Another interesting example came up in the UK election. Given a reasonable-sounding goal that health clinics should try to see patients within 48 hours, the government had imposed a target. It emerged (on live television, to the surprise and embarassment of the Prime Minister) that in order to reliably achieve this target, some clinics had changed their appointment policy and were now refusing to book appointments more than 48 hours in advance.
The present Labour government is often criticized for its obsession with targets, but it should be remembered that this obsession was shared by the Conservative government under John Major. The desire to set measurable targets often comes from quite sincere motives, but these targets have dysfunctional effects. This is especially true when targets are set by politicians under political pressure without proper systems analysis.
- Setting isolated targets for improving the things you are unhappy about, while failing to set targets for maintaining the things you are happy about.
- Setting sample targets as illustrations of the things you could improve, which then receive disproportionate amounts of attention and resource. ("We will cut waiting times for breast cancer" ... hang on, what about other forms of cancer such as prostate?)
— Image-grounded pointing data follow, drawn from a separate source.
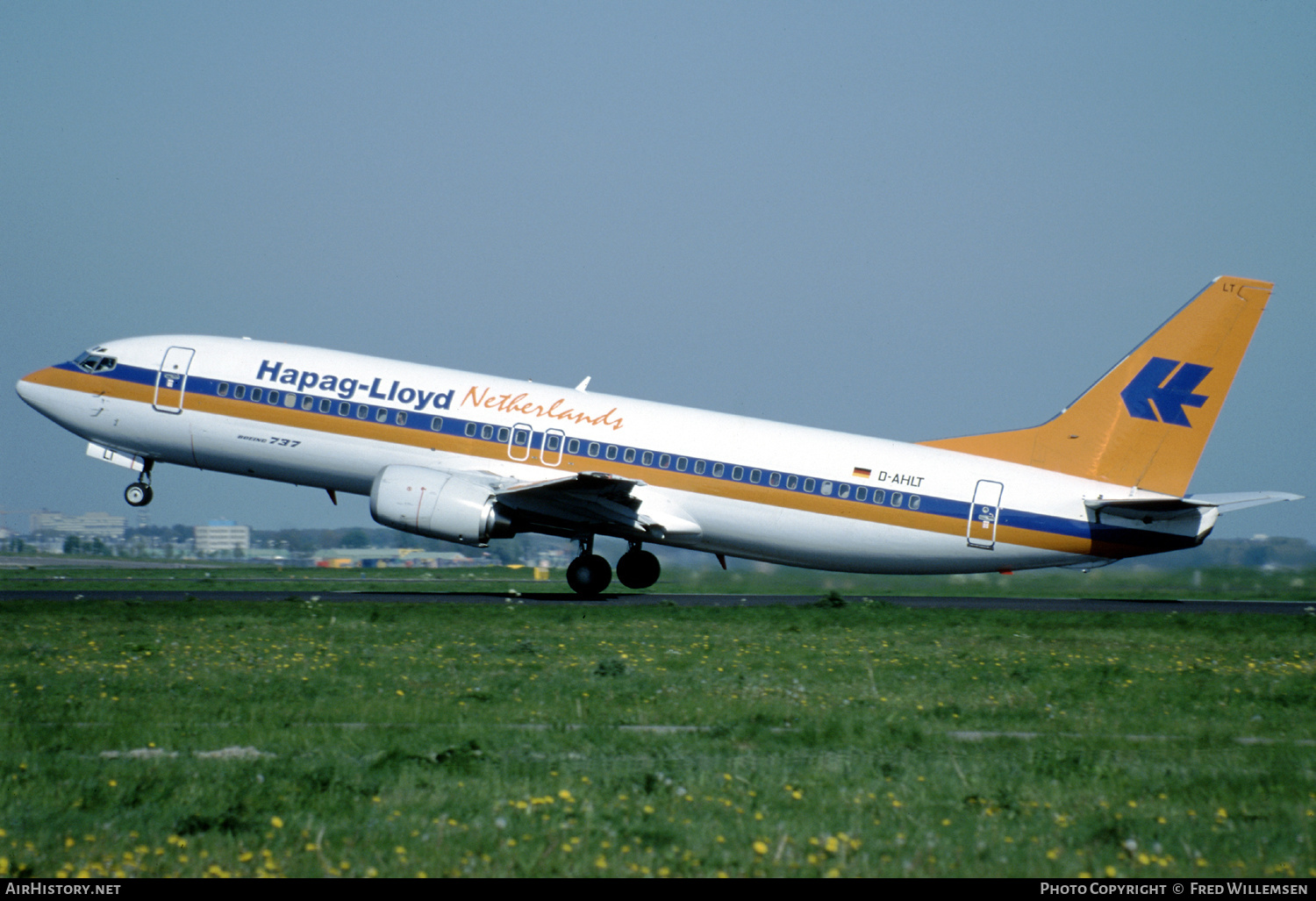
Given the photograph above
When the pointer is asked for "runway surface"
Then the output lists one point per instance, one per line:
(547, 597)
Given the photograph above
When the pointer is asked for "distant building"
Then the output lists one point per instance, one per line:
(221, 535)
(89, 525)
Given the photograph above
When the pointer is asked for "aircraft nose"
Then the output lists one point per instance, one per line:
(24, 389)
(31, 389)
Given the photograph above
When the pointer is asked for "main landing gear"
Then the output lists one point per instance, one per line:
(589, 575)
(139, 492)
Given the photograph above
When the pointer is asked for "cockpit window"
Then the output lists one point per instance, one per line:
(95, 362)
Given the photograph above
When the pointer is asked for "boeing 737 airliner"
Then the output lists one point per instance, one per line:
(470, 458)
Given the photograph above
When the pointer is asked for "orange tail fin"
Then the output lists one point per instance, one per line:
(1148, 420)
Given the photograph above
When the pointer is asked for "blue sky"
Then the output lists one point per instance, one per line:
(902, 220)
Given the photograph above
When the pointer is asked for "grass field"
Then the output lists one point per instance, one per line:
(1120, 582)
(305, 738)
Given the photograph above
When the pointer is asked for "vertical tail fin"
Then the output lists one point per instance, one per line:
(1148, 420)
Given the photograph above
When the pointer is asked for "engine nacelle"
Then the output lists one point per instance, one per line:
(437, 505)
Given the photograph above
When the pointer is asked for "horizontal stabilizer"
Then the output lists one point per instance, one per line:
(1192, 516)
(1241, 500)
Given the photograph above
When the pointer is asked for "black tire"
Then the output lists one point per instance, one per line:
(589, 575)
(137, 495)
(639, 569)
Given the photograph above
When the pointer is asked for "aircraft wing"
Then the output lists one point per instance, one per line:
(592, 501)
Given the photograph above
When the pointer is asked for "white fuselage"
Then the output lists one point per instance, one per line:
(757, 490)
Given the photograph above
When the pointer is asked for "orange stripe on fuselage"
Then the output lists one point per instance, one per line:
(383, 432)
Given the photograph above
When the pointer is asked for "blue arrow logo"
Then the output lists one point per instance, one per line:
(1150, 387)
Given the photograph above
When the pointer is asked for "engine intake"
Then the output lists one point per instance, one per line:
(437, 505)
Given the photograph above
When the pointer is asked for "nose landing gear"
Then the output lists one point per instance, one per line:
(139, 492)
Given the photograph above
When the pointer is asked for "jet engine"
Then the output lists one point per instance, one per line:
(436, 504)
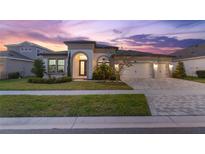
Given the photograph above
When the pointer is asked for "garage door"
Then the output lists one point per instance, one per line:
(2, 74)
(139, 70)
(162, 71)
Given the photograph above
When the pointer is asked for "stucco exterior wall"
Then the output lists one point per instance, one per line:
(80, 46)
(23, 67)
(192, 65)
(28, 51)
(2, 69)
(96, 56)
(89, 54)
(45, 60)
(138, 70)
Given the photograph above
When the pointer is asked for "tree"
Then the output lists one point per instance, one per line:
(179, 71)
(38, 68)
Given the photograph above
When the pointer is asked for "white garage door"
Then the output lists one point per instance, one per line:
(1, 71)
(162, 71)
(139, 70)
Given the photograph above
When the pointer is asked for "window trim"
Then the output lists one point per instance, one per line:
(60, 65)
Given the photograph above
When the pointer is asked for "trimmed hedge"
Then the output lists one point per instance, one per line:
(50, 80)
(200, 73)
(14, 75)
(104, 72)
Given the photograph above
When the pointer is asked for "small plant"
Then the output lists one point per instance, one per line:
(38, 68)
(14, 75)
(179, 71)
(49, 80)
(104, 72)
(200, 73)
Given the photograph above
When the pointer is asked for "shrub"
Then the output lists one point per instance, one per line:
(14, 75)
(179, 71)
(200, 73)
(104, 72)
(38, 68)
(49, 80)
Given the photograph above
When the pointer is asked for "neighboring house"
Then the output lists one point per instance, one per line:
(19, 58)
(83, 57)
(192, 57)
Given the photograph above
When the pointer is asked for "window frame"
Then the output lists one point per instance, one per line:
(101, 62)
(60, 65)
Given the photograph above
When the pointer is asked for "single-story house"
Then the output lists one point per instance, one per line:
(83, 57)
(192, 57)
(19, 58)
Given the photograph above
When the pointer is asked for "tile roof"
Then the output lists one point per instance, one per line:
(136, 53)
(13, 54)
(57, 53)
(190, 52)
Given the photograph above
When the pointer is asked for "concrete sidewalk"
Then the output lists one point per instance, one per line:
(101, 122)
(92, 92)
(68, 92)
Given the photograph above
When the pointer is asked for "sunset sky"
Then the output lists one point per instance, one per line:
(149, 36)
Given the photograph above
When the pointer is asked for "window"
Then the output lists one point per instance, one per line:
(103, 60)
(117, 67)
(61, 63)
(56, 65)
(52, 65)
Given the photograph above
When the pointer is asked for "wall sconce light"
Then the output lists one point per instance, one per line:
(170, 67)
(117, 68)
(155, 66)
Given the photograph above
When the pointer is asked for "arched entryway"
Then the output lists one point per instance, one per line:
(80, 66)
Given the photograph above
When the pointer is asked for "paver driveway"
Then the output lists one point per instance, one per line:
(172, 96)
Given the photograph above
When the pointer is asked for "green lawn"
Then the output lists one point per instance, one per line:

And of course target-setting is not just a disease of politicians. It is also an occupational hazard of managers within organizations. We cannot reasonably demand an end to targets, but we need to work on developing wiser targets.
POSIWID - Purpose of System Is What It Does
At one level, POSIWID shows us how complex systems resist simplistic attempts to change them, or sometimes even to monitor them. The education system contains a testing subsystem whose purpose is to achieve high scores. Tracing how the testing subsystem actually achieves high scores reveals some important dependencies: the test results are dependent on the coaching subsystem, which in turn is dependent on the social system of the parents.
If we want to make meaningful changes in the education system, it is very useful to carry out this kind of dependency analysis, because it helps us to predict several things:
- How successful a given initiative will be.
- How quickly this success will become visible.
- How unequally this success may be distributed in different areas.
- How quickly this success may be eroded or undermined by other system effects.
At another level, we can ask about the POSIWID of the target-setting system itself. The avowed purpose of target-setting is usually something to do with accountability or performance or both. The actual effect is often to make things more complicated and more bureaucratic, achieving local accountability or performance only at the expense of accountability and performance elsewhere in the larger system.
It is possible to intervene into this system too, but it needs an intervention at the right logical level. Perhaps incredibly, the quality standard ISO 9000 (dismissed by many people as hopelessly bureaucratic) contains a defined point where you can plug in a control loop that will limit or even reverse the growth of bureaucracy. I really enjoy that kind of intervention - it's like one of those martial arts where you simply redirect the energy of your opponent.